Many non-value-added activities that operational staff are involved with. I'm thinking specifically of such things as media breaks that occur when employees create and maintain checklists and inspection records, for example in commissioning processes. In many companies, this is still done in Word and Excel documents. Especially when documents are to be available in multiple languages and in a standardized form across all plants, and when they have to be updated and versioned in the event of changes, this results in a handling effort that should not be underestimated. After the commissioning documentation has been completed, the paper documents are then scanned again and stored in SAP - often hundreds of pages. If there are queries, the employee has to conduct a manual search in the physical document, which is time-consuming and error-prone and results in increased search efforts. Particularly against the backdrop of an increasing shortage of skilled workers, it is important to free production employees from such inefficient tasks. This not only increases their productivity, but also their personal well-being, because they can use their skills to add value.

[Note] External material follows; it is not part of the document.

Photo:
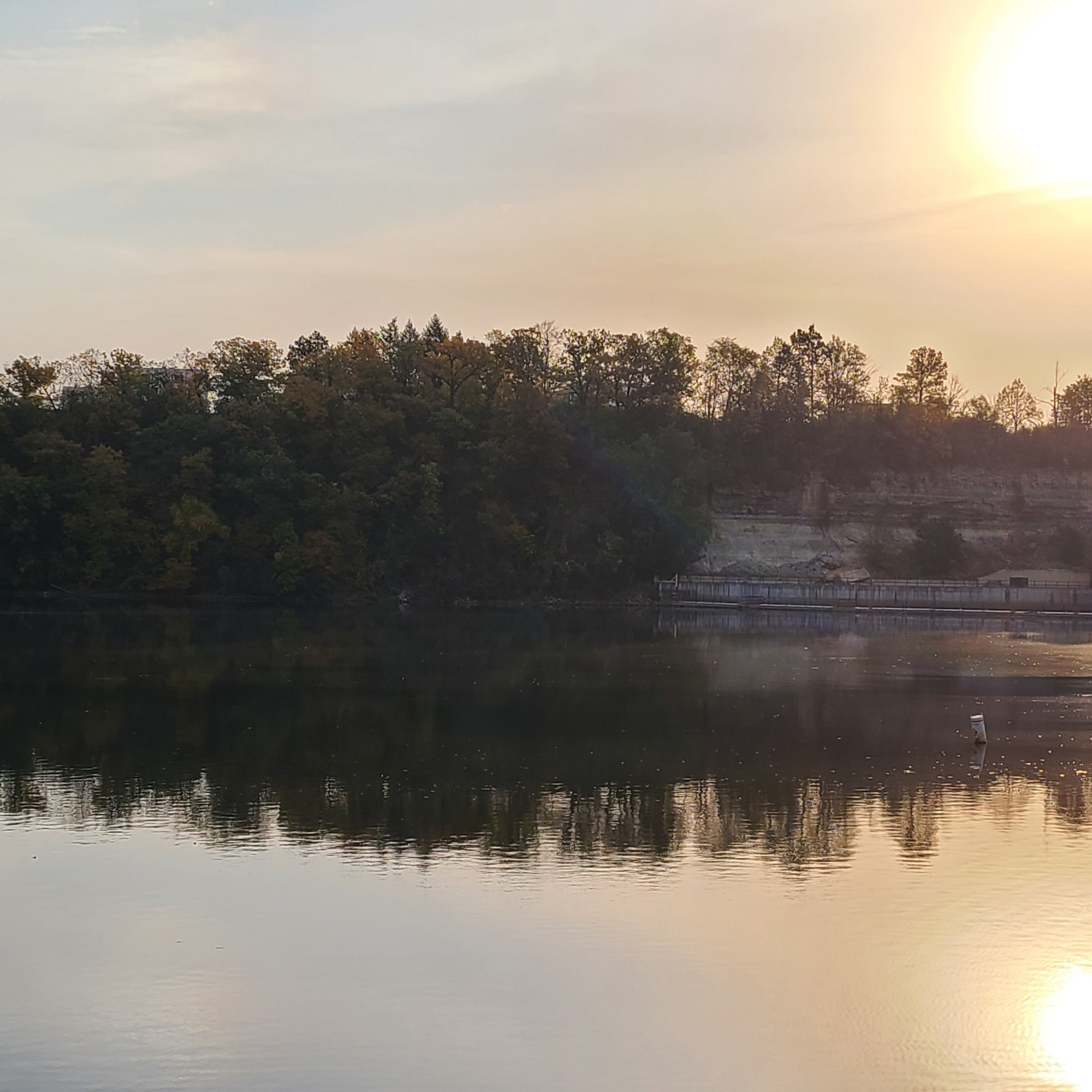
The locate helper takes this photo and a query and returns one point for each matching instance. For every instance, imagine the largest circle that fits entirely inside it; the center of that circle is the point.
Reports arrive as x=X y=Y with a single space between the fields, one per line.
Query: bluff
x=1035 y=518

With digitization, there are far more opportunities than just getting rid of mountains of documents.

Stefan Philipp Head of Solutions, Operations1

Hidden drivers

What are concrete other cost drivers besides non-value-added activities?

Another example is increased reaction times in the event of errors. After all, if an employee identifies errors or defects for which a quick solution or immediate consultation with the supervisor is required, in many companies he or she has to leave the plant or resort to other systems such as telephone, smartphone, paper or similar. This then leads to unnecessary travel times, long response times and operational costs. Such communication efforts can be significantly streamlined with the help of digitization through task management. Employees can then assign a task to their supervisor or colleague or communicate directly with them via live chat and solve problems in real time.

What would you advise companies to do if they want to take a closer look at their actual costs based on the examples you gave?

It's important to draw the right conclusions. This means taking a close look at an argument such as increased susceptibility to errors and individually assessing what costs are incurred if the quality data is not analyzed. Based on this assessment, solutions must be sought that leverage the unused potential.